Even though copy on write is a performance optimization, it shouldn't soley be thought as one in pragmatic terms. It's great that it's there, we'll benefit from it without having lifted a finger — but how we can leverage it to do things we maybe couldn't before?

Session 244 at WWDC 17 offered a few great examples. Suppose we have an array property:

@property (strong) NSArray *foo;

The intention of the declaration implies that it shouldn't have mutable state. But hey — life comes at you fast:

// Trolling  
self.foo = [NSMutableArray new];

Now, consider this:

@property (copy) NSArray *copiedArray;  
@property (strong) NSArray *stongArray;

self.copiedArray = [NSMutableArray new];  
self.strongArray = [NSMutableArray new];

// Logs out 'No'  
NSLog(@"%@", [self.copiedArray isKindOfClass:[NSMutableArray class]] ? @"Yes" : @"No");

// Logs out 'Yes'  
NSLog(@"%@", [self.strongArray isKindOfClass:[NSMutableArray class]] ? @"Yes" : @"No");

The copy attribute has been around since the beginning — and it's commonly put to great use with class clusters.
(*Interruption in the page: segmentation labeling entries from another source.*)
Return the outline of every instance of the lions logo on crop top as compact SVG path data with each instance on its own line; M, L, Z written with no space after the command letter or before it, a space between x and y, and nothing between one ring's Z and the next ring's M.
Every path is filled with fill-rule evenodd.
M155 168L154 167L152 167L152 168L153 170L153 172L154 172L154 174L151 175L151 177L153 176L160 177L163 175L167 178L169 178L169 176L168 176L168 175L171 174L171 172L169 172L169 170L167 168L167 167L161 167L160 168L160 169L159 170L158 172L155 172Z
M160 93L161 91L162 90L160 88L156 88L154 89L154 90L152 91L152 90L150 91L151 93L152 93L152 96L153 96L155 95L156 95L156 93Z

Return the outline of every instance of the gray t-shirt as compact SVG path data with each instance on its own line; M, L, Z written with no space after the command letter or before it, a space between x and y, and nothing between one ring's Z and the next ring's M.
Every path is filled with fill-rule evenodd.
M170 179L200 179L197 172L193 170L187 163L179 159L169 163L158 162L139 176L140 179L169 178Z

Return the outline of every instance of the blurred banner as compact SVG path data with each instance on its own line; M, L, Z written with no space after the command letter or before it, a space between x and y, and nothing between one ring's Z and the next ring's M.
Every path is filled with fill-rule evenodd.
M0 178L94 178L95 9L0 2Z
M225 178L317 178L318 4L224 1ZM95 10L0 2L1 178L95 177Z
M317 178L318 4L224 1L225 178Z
What's happening here is that sending a copy message to something that is mutable (i.e. the NSMutableArray here) will still return an immutable copy. Copy on write makes life even faster in such a scenario.

Continuing on with Objective-Cisms — mutable collections are often used to build something up. This is a common technique found within many functions, where the author will then declare the return type as immutable. Yet, since a mutable array is a kind of array, this is perfectly legal:

- (NSArray  *)allEmployees {  
    NSMutableArray *container = [NSMutableArray new];

    //build up container with employees...  
    //i.e. [container addObject:anEmployee]

    return container;  
}

And innocently enough, we've sharing mutable state again. The method header deceives any caller now, the 🍰 is a lie.

Since we've got copy on write, we don't even need to bother with such a qundary since copies are cheap. We can do the right thing and sleep easy on performance hits:

- (NSArray  *)allEmployees {  
    NSMutableArray *container = [NSMutableArray new];

    //build up container with employees...  
    //i.e. [container addObject:anEmployee]

    return [container copy];  
}

Also — Swift 👋?

Think about the bridging process. If you, or perhaps another framework, have a foundation collection returned to you that one has to use in Swift code — you're getting the value type of the collection since the language employs value type semantics.

How does one enforce that 🤔?

…with a copy on the reference type during the bridging process. So now if that bridged data was never mutated, the whole bridging operation's efficiency is greatly improved. Which, I suppose, is a nice seque to wrap things up.

Final Thoughts

As I positied in one of [my more popular articles a few years ago][2], Objective-C has become stronger and more capable due to Swift's presence alone. The sea of apps using Objective-C runs deep, and now their collections run faster. It's not surprising, as copy on write semantics have been with Swift developers since the beginning.

And now, here we are, with Objective-C getting in on the fun now. #DinosaurNotDead, am I right?